ケン・ローチ "Sorry We Missed You"(邦題『家族を想うとき』)※ネタバレあり - 楽楽風塵

 

・3位 ブラック・クランズマン

 『マルコムX』のスパイク・リー監督最新作。トランプ大統領就任、白人至上主義の台頭に対するリーなりの回答が本作である。作品の端々に彼らへの批判、そして危機感がにじみ出ている。その批判精神はやはり見習うべきものがある。

 白人至上主義団体KKKに潜入捜査する黒人警官の実話をもとにした本作。人種差別、そして白人至上主義に加担する人々の実像をリアルに、かつ皮肉を交えて描いている。ラストの怒涛の畳み掛けといい、エンタメと社会批評を絶妙に織り交ぜた傑作。

 現代の惨状を見て作られた本作だが、当時1970年代の状況と比較してみると、やはり現代レイシズムの特異性も浮き上がってくる。当時はかなり漠然とした理由で黒人に対する差別が横行していたが、現代ではより巧みにその根拠を構成して排外を正当化している。そんな現代の特徴を明らかにするためにも本作がいま作られた意義は大きいと思う。

『ブラック・クランズマン』※ネタバレあり - 楽楽風塵

 

・2位 ジョーカー

 間違いなく、今年最大のダークホースだろう。ヒーローものとしては異色の作品で、『ダークナイト』(2008年)のヒース・レジャー版ジョーカーに次ぐ、新たなダークヒーローの誕生である。
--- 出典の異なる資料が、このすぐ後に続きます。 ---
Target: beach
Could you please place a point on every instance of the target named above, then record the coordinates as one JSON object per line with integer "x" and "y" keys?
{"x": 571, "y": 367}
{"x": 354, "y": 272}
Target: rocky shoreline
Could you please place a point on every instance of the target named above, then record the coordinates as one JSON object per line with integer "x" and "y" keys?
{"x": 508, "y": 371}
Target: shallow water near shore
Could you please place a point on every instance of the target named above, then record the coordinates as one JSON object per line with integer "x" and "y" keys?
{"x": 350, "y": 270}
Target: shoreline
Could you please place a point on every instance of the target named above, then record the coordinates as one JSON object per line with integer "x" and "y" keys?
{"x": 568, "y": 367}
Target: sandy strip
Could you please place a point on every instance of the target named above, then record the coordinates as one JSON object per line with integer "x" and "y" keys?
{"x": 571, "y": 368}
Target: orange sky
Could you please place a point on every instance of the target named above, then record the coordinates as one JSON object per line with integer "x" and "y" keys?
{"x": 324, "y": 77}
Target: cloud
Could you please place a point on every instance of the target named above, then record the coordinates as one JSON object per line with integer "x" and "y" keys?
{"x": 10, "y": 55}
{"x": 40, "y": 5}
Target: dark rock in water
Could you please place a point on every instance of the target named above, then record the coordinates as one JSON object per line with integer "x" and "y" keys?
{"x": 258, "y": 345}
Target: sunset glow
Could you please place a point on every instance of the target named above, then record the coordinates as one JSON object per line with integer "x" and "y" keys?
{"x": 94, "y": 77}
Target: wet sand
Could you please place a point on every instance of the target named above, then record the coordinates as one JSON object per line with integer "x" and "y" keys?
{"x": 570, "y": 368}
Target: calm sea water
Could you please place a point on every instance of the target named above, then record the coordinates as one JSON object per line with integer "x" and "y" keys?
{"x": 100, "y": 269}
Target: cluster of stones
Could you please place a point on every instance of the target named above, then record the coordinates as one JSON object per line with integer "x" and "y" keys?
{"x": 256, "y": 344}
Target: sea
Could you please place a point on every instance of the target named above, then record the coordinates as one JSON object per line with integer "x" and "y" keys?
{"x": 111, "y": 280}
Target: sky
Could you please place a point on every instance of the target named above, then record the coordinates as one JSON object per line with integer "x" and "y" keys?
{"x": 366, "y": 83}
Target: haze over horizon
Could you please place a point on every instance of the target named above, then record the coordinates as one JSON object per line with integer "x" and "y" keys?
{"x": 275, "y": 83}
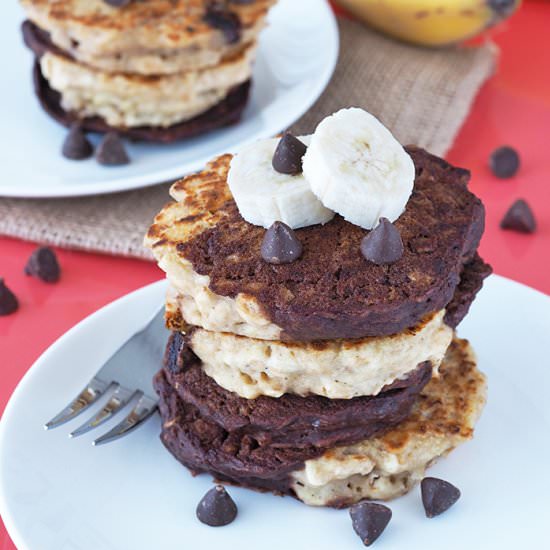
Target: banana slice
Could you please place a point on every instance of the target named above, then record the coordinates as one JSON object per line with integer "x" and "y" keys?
{"x": 264, "y": 196}
{"x": 357, "y": 168}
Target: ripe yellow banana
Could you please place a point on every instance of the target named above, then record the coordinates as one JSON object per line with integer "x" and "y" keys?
{"x": 431, "y": 22}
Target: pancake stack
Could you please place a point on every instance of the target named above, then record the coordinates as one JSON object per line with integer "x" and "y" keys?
{"x": 160, "y": 70}
{"x": 329, "y": 378}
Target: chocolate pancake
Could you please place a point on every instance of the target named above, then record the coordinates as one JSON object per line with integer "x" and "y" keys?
{"x": 225, "y": 113}
{"x": 291, "y": 421}
{"x": 331, "y": 291}
{"x": 382, "y": 467}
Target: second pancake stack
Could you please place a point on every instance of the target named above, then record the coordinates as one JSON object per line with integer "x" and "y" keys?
{"x": 157, "y": 70}
{"x": 329, "y": 378}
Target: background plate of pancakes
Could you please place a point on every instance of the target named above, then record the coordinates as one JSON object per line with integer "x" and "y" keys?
{"x": 63, "y": 494}
{"x": 296, "y": 58}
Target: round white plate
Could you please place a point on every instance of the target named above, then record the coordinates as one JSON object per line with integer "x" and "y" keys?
{"x": 61, "y": 494}
{"x": 296, "y": 58}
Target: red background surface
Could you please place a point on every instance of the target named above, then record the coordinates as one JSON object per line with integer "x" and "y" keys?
{"x": 513, "y": 108}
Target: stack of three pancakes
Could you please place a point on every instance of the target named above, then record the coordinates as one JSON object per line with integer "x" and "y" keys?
{"x": 331, "y": 378}
{"x": 160, "y": 70}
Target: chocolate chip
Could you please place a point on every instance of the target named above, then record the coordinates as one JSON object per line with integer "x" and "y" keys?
{"x": 117, "y": 3}
{"x": 111, "y": 151}
{"x": 287, "y": 158}
{"x": 219, "y": 17}
{"x": 8, "y": 300}
{"x": 383, "y": 245}
{"x": 280, "y": 245}
{"x": 369, "y": 520}
{"x": 216, "y": 508}
{"x": 504, "y": 162}
{"x": 43, "y": 264}
{"x": 437, "y": 495}
{"x": 76, "y": 146}
{"x": 519, "y": 217}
 監督のトッド・フィリップスは『ハング・オーバー』などで知られるコメディ畑出身で、だからこそ本作の悲劇と喜劇のはざまを絶妙に攻める映像が撮れたのだろう。そして、なんと言ってもジョーカー(アーサー)役のホアキン・フェニックスの怪演である。本作を単なるオマージュを散りばめただけの作品で終わらせなかったのは、ひとえに彼のおかげといっても過言ではないだろう。
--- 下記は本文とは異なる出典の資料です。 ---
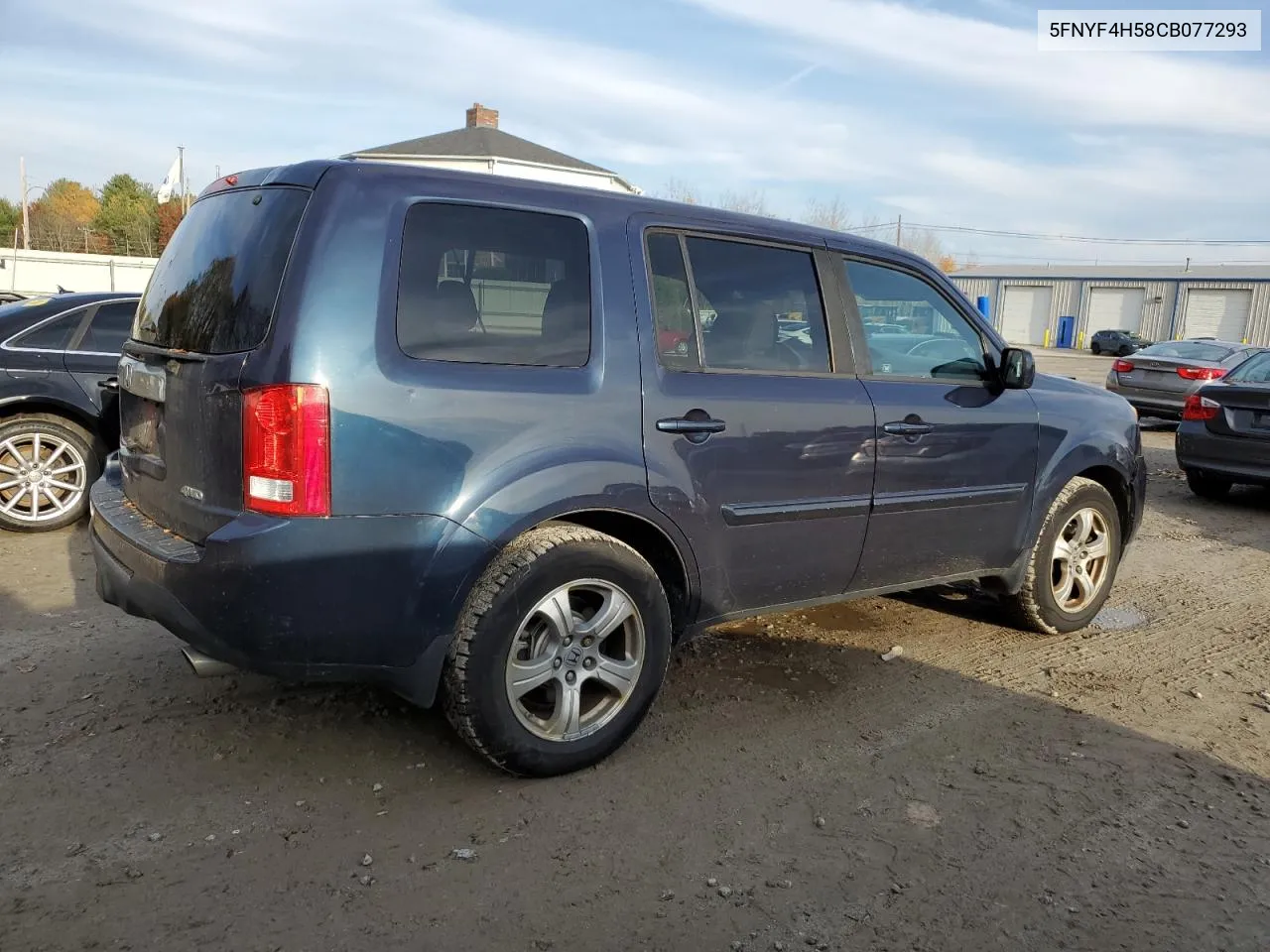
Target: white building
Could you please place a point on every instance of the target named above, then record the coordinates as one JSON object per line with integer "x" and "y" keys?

 さらに、スコセッシの『キング・オブ・コメディ』同様に、本作は現実と虚構(妄想)の境界線を曖昧にした内容になっている。本作がここまでのヒットを記録したのは、本作の時代背景とアーサーの境遇が現代の社会状況にマッチしたからだろう。このポピュリズムの時代にこそ本作は受け入れられた。各地でジョーカーのメイクを真似する人が絶えないのはその証左である。

 だが、本作はそんな状況すら嘲笑うかのようなラストで終わる。本作がポピュリズムを喚起したのは間違いないが、同時にラストでポピュリズムを殺している点にも注目すべきだろう。

 

・1位 ワンス・アポン・ア・タイム・イン・ハリウッド

 堂々の1位はクエンティン・タランティーノの最新作である。見終わった時はちょっと飲み込めなかったが、徐々に味わいが増すスルメ映画である。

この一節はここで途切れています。